La faida era foriera di tumulti e disordini sociali e contribuiva a relegare le società allo stato primordiale.
Si trattava di sostituire la pratica vendicativa con una sorta di risarcimento monetario, a favore dei superstiti della vittima.
Risulterà inaudito, ma le donne avevano valore maggiore degli uomini di un terzo (900/1200 solidi, cifre enormi per l’epoca).
Il tutto si inquadrava nel “mundio”, istituto del diritto consuetudinario longobardo, consistente nel potere di protezione del capofamiglia su tutti i membri del suo gruppo familiare.
Oggi noi guardiamo questa roba con sufficienza e parecchio sarcasmo. Ma son queste evoluzioni che hanno creato la civiltà che oggi noi conosciamo (e di cui abusiamo).
Senza aspettare l’utilissimo contributo delle varie Gloria Steinem, Simone de Beauvoir o delle nostre Zanardo e Lanfranco.
Buone a spiegare, a cose fatte, come si sarebbe dovuto fare.
A miglior chiarimento, riporto particolari cronache dell’epoca, che inquadrano bene alcuni aspetti storici della QM.
Nel 774, ormai caduto il regno longobardo, il principe di Benevento Arechi fa questa descrizione:
"una consuetudine infame e illecita, per cui alcune donnine, morti i mariti, liberate dall'autorità maritale, godono sfrenatamente della libertà secondo il proprio arbitrio. Ricevono nel segreto della casa l'abito della santità, per non sopportare il vincolo delle nozze. Così, sotto il pretesto della religione, abbandonata ogni paura, conseguono senza freni tutto ciò che alletta il loro animo. E difatti inseguono i piaceri, ricercano i banchetti, tracannano bicchieri di vino, frequentano i bagni e, quanto più possono ottenere, tanto più fanno cattivo uso di quell'abito nella rilassatezza e nel lusso delle vesti.

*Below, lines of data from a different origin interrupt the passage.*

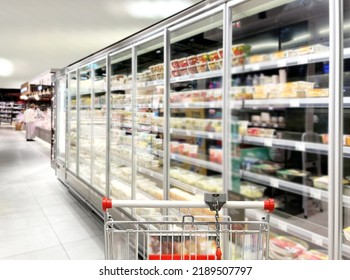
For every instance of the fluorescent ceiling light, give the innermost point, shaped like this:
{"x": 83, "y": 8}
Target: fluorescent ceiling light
{"x": 156, "y": 9}
{"x": 326, "y": 29}
{"x": 6, "y": 67}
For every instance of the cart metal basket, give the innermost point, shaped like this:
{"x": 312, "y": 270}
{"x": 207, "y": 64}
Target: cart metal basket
{"x": 188, "y": 237}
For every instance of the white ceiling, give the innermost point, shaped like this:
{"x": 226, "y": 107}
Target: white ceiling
{"x": 38, "y": 35}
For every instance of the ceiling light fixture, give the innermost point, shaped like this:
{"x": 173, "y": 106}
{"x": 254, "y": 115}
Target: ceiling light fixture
{"x": 155, "y": 9}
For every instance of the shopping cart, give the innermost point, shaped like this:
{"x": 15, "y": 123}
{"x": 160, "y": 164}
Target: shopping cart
{"x": 188, "y": 237}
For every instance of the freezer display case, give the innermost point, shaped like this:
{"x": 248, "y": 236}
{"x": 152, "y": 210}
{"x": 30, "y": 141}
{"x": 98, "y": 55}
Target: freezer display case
{"x": 72, "y": 123}
{"x": 195, "y": 105}
{"x": 149, "y": 123}
{"x": 228, "y": 96}
{"x": 345, "y": 191}
{"x": 99, "y": 126}
{"x": 85, "y": 123}
{"x": 279, "y": 124}
{"x": 120, "y": 129}
{"x": 60, "y": 117}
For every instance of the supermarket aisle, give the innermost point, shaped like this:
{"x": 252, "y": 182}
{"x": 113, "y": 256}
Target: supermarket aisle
{"x": 39, "y": 219}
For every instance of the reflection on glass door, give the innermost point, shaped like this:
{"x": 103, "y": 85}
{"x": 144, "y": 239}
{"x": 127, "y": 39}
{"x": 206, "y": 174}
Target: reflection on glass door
{"x": 85, "y": 106}
{"x": 72, "y": 123}
{"x": 99, "y": 126}
{"x": 279, "y": 101}
{"x": 196, "y": 110}
{"x": 346, "y": 136}
{"x": 121, "y": 125}
{"x": 149, "y": 122}
{"x": 61, "y": 117}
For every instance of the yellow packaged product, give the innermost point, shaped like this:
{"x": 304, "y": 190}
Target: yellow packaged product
{"x": 318, "y": 92}
{"x": 259, "y": 92}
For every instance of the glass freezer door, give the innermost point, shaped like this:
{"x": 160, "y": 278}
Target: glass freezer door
{"x": 85, "y": 123}
{"x": 61, "y": 96}
{"x": 99, "y": 126}
{"x": 196, "y": 109}
{"x": 279, "y": 122}
{"x": 72, "y": 122}
{"x": 149, "y": 123}
{"x": 120, "y": 172}
{"x": 346, "y": 137}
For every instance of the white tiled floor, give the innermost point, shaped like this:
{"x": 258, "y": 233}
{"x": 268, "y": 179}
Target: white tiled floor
{"x": 39, "y": 219}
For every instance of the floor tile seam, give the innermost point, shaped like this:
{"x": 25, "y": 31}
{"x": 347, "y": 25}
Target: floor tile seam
{"x": 50, "y": 224}
{"x": 83, "y": 239}
{"x": 29, "y": 252}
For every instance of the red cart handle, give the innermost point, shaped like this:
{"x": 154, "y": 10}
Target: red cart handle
{"x": 268, "y": 205}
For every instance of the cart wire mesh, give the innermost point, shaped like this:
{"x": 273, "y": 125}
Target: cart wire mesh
{"x": 186, "y": 240}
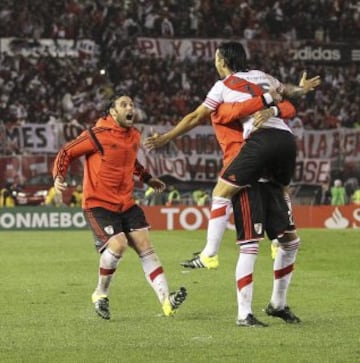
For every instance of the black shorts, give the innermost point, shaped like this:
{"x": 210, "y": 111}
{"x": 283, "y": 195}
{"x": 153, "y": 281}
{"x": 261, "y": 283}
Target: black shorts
{"x": 105, "y": 224}
{"x": 269, "y": 153}
{"x": 261, "y": 208}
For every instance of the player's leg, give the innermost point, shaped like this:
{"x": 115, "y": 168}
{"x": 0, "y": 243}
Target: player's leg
{"x": 249, "y": 228}
{"x": 111, "y": 243}
{"x": 139, "y": 239}
{"x": 221, "y": 208}
{"x": 280, "y": 223}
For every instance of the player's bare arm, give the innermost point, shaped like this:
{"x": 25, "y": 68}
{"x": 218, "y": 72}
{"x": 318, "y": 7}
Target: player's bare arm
{"x": 190, "y": 121}
{"x": 59, "y": 184}
{"x": 157, "y": 184}
{"x": 305, "y": 86}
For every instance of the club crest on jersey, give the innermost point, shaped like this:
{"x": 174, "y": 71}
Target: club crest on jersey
{"x": 109, "y": 230}
{"x": 258, "y": 228}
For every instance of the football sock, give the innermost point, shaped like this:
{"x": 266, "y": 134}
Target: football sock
{"x": 244, "y": 277}
{"x": 219, "y": 218}
{"x": 109, "y": 262}
{"x": 154, "y": 274}
{"x": 283, "y": 269}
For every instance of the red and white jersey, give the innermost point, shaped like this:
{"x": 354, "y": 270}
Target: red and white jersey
{"x": 241, "y": 86}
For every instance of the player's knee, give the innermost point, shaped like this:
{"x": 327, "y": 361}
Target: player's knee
{"x": 118, "y": 243}
{"x": 224, "y": 190}
{"x": 289, "y": 242}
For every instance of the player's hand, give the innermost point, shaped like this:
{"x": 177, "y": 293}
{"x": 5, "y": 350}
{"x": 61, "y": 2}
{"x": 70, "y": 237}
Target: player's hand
{"x": 261, "y": 116}
{"x": 309, "y": 84}
{"x": 157, "y": 184}
{"x": 59, "y": 184}
{"x": 156, "y": 140}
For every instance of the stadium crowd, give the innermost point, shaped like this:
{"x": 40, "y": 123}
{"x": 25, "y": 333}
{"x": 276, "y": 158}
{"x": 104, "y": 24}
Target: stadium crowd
{"x": 54, "y": 89}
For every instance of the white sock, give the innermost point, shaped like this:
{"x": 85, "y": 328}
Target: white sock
{"x": 154, "y": 274}
{"x": 283, "y": 270}
{"x": 108, "y": 264}
{"x": 219, "y": 218}
{"x": 244, "y": 277}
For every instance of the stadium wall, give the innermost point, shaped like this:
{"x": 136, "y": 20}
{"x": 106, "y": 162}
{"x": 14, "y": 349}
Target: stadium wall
{"x": 170, "y": 218}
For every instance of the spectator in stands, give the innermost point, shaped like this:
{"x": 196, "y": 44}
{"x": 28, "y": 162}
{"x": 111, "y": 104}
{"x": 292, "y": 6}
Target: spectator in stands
{"x": 338, "y": 193}
{"x": 174, "y": 197}
{"x": 76, "y": 197}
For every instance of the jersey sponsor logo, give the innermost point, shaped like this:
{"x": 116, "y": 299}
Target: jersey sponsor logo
{"x": 109, "y": 230}
{"x": 337, "y": 220}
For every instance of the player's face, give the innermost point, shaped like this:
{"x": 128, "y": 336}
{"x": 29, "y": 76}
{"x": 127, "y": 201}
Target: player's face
{"x": 123, "y": 111}
{"x": 220, "y": 64}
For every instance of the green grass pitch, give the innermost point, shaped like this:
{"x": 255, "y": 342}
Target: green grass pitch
{"x": 46, "y": 314}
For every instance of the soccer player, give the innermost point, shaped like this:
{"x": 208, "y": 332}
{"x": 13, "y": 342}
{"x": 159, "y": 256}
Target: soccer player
{"x": 110, "y": 149}
{"x": 259, "y": 157}
{"x": 247, "y": 89}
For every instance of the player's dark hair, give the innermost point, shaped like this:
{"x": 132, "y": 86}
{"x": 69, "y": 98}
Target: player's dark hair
{"x": 234, "y": 56}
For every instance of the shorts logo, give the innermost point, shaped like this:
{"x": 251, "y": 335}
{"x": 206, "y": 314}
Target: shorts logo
{"x": 258, "y": 228}
{"x": 109, "y": 230}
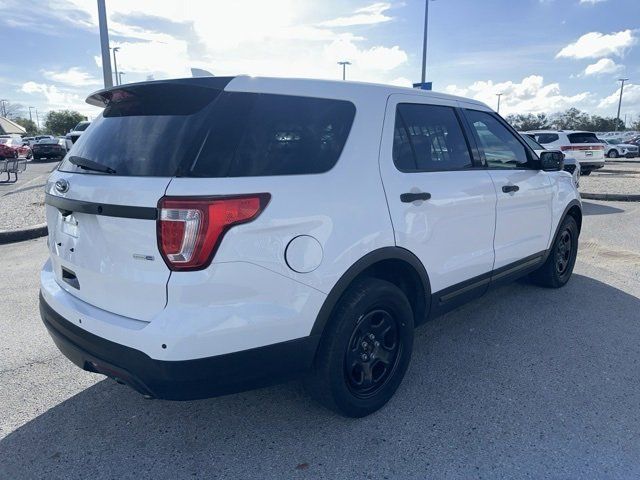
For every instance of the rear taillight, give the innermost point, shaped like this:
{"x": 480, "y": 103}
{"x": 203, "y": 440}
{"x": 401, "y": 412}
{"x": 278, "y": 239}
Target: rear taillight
{"x": 191, "y": 229}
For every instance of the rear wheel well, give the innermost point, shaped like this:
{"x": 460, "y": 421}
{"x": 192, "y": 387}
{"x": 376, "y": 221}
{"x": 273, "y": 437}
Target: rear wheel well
{"x": 405, "y": 277}
{"x": 576, "y": 213}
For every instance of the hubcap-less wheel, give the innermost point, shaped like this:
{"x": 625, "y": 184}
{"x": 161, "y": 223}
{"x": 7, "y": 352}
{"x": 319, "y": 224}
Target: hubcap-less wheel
{"x": 373, "y": 353}
{"x": 563, "y": 252}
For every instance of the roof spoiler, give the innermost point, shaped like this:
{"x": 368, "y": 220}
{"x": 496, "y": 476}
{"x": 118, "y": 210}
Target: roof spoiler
{"x": 101, "y": 98}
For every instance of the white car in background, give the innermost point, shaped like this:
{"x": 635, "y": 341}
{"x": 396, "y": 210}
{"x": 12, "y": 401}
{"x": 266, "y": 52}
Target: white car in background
{"x": 571, "y": 165}
{"x": 585, "y": 147}
{"x": 614, "y": 148}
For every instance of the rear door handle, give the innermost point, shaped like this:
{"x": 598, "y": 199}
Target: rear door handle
{"x": 412, "y": 197}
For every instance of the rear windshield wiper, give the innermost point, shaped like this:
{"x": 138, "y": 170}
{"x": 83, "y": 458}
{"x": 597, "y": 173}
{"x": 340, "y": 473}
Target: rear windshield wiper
{"x": 87, "y": 164}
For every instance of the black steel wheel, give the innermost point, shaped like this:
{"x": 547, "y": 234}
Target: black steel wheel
{"x": 557, "y": 269}
{"x": 365, "y": 349}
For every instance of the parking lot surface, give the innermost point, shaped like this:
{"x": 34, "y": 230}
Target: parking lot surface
{"x": 523, "y": 383}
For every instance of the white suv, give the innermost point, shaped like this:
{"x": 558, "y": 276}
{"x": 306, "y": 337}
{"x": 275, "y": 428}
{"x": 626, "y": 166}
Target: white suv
{"x": 585, "y": 147}
{"x": 210, "y": 235}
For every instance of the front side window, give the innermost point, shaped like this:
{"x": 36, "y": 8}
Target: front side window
{"x": 428, "y": 138}
{"x": 502, "y": 150}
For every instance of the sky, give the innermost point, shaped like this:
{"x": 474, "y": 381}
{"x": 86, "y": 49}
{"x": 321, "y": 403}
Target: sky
{"x": 544, "y": 56}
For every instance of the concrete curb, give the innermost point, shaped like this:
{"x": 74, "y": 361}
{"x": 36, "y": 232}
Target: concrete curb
{"x": 12, "y": 236}
{"x": 611, "y": 197}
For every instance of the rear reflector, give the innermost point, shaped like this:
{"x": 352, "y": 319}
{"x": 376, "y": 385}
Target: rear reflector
{"x": 190, "y": 229}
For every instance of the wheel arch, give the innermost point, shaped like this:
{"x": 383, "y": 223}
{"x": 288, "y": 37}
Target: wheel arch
{"x": 394, "y": 264}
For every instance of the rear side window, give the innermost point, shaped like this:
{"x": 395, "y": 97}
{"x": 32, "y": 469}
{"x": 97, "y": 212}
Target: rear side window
{"x": 583, "y": 137}
{"x": 543, "y": 138}
{"x": 428, "y": 138}
{"x": 260, "y": 135}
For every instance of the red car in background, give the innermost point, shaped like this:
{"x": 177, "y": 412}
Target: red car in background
{"x": 13, "y": 147}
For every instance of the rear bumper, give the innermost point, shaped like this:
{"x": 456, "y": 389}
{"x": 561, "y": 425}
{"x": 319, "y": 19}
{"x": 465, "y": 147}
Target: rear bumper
{"x": 179, "y": 380}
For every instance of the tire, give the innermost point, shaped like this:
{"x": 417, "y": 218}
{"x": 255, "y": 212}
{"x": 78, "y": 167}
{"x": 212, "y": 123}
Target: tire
{"x": 557, "y": 269}
{"x": 365, "y": 349}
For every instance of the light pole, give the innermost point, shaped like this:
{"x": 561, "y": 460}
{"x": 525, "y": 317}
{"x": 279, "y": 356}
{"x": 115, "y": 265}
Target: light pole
{"x": 115, "y": 64}
{"x": 620, "y": 101}
{"x": 344, "y": 68}
{"x": 104, "y": 44}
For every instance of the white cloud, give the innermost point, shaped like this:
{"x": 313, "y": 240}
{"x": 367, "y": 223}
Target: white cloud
{"x": 604, "y": 65}
{"x": 363, "y": 16}
{"x": 58, "y": 99}
{"x": 596, "y": 45}
{"x": 531, "y": 95}
{"x": 74, "y": 77}
{"x": 630, "y": 99}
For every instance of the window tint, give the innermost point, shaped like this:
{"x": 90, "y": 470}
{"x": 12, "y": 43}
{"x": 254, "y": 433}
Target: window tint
{"x": 428, "y": 138}
{"x": 501, "y": 147}
{"x": 546, "y": 137}
{"x": 259, "y": 135}
{"x": 583, "y": 137}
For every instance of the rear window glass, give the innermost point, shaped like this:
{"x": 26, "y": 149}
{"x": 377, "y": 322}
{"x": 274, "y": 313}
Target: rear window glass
{"x": 260, "y": 135}
{"x": 169, "y": 130}
{"x": 583, "y": 137}
{"x": 543, "y": 138}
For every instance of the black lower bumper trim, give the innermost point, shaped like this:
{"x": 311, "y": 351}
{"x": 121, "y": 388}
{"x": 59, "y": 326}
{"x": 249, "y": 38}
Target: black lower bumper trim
{"x": 180, "y": 380}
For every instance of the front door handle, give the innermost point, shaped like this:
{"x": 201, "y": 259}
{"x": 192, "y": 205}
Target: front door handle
{"x": 412, "y": 197}
{"x": 510, "y": 188}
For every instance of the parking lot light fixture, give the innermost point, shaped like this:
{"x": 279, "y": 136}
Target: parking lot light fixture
{"x": 344, "y": 68}
{"x": 621, "y": 80}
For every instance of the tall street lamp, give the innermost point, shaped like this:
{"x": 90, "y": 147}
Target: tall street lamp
{"x": 104, "y": 44}
{"x": 115, "y": 64}
{"x": 344, "y": 68}
{"x": 622, "y": 80}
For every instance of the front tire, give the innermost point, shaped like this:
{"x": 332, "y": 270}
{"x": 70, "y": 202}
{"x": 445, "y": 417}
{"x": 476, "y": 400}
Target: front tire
{"x": 365, "y": 349}
{"x": 557, "y": 269}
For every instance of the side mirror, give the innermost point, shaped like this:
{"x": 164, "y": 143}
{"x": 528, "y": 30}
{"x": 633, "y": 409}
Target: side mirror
{"x": 551, "y": 160}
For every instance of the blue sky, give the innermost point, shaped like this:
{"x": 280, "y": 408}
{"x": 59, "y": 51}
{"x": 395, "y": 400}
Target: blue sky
{"x": 543, "y": 55}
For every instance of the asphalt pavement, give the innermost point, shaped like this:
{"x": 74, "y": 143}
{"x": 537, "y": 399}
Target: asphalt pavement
{"x": 523, "y": 383}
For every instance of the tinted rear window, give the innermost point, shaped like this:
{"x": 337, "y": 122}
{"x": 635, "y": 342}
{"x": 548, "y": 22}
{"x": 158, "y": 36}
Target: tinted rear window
{"x": 259, "y": 135}
{"x": 145, "y": 131}
{"x": 543, "y": 138}
{"x": 202, "y": 132}
{"x": 583, "y": 137}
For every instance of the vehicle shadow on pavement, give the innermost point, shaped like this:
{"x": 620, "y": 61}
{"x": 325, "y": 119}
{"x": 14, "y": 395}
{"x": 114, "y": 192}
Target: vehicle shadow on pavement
{"x": 523, "y": 382}
{"x": 589, "y": 208}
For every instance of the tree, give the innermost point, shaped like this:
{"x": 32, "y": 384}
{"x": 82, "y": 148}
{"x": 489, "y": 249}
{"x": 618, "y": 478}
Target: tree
{"x": 60, "y": 122}
{"x": 529, "y": 121}
{"x": 29, "y": 125}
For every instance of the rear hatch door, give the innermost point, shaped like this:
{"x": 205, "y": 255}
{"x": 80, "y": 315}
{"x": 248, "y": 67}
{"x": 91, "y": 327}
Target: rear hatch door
{"x": 102, "y": 201}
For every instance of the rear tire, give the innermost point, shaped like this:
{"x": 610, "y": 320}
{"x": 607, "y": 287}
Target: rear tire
{"x": 365, "y": 349}
{"x": 557, "y": 269}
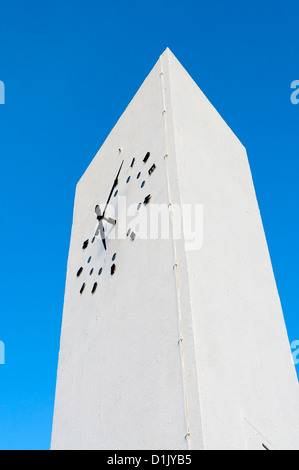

Dunque, quando compaiono in piazza si truccano il volto, si incipriano le mani, accendono il desiderio in modo da suscitare l'ardore in chi le vede; spesso desiderano anche osservare sfacciatamente uno di bel aspetto ed essere osservate e, per dirla in breve, sciolgono i freni dell'animo verso ogni dissolutezza e desiderio.
Pertanto, senza dubbio, una volta infiammate le esche di una vita lussuriosa, gli stimoli della carne le ardono a tal punto che sono soggetti di nascosto non ad una sola, ma (cosa che è nefanda a dirsi) a molte prostituzioni; e se il ventre non si gonfia, non è facile a provarsi.
Per contrastare in tutti i modi una simile peste abominevole, disponiamo che chiunque sia legato da parentela a una nubile o a una vedova che prende il velo e non entra in monastero paghi il suo “wergild” al palazzo; il principe la faccia entrare in monastero con il “wergild” e i suoi beni personali".
Ancora…: questa volta riguardo le donne armate. Liutprando, nelle leggi del 734, descrive questo caso:
"Ci è stato riferito che alcuni uomini perfidi e dotati di un'astuzia malvagia, non osando di per sé entrare a mano armata in un villaggio, fecero radunare le loro donne, libere e serve, e le mandarono contro uomini che avevano una forza inferiore; quelle, presi gli uomini di quel luogo, inflissero loro con violenza ferite ed altri mali, con maggior crudeltà di quanto facciano gli uomini. Poiché queste cose sono giunte a noi e quegli uomini più deboli hanno mosso un’accusa per quella violenza, abbiamo provveduto ad aggiungere a questo editto che se in futuro delle donne osano fare una cosa del genere, se restano ferite non possano chiedere risarcimento alcuno. L'autorità preposta prenda quelle donne e le faccia scotennare e frustare per i villaggi vicini; i mariti paghino i danni commessi".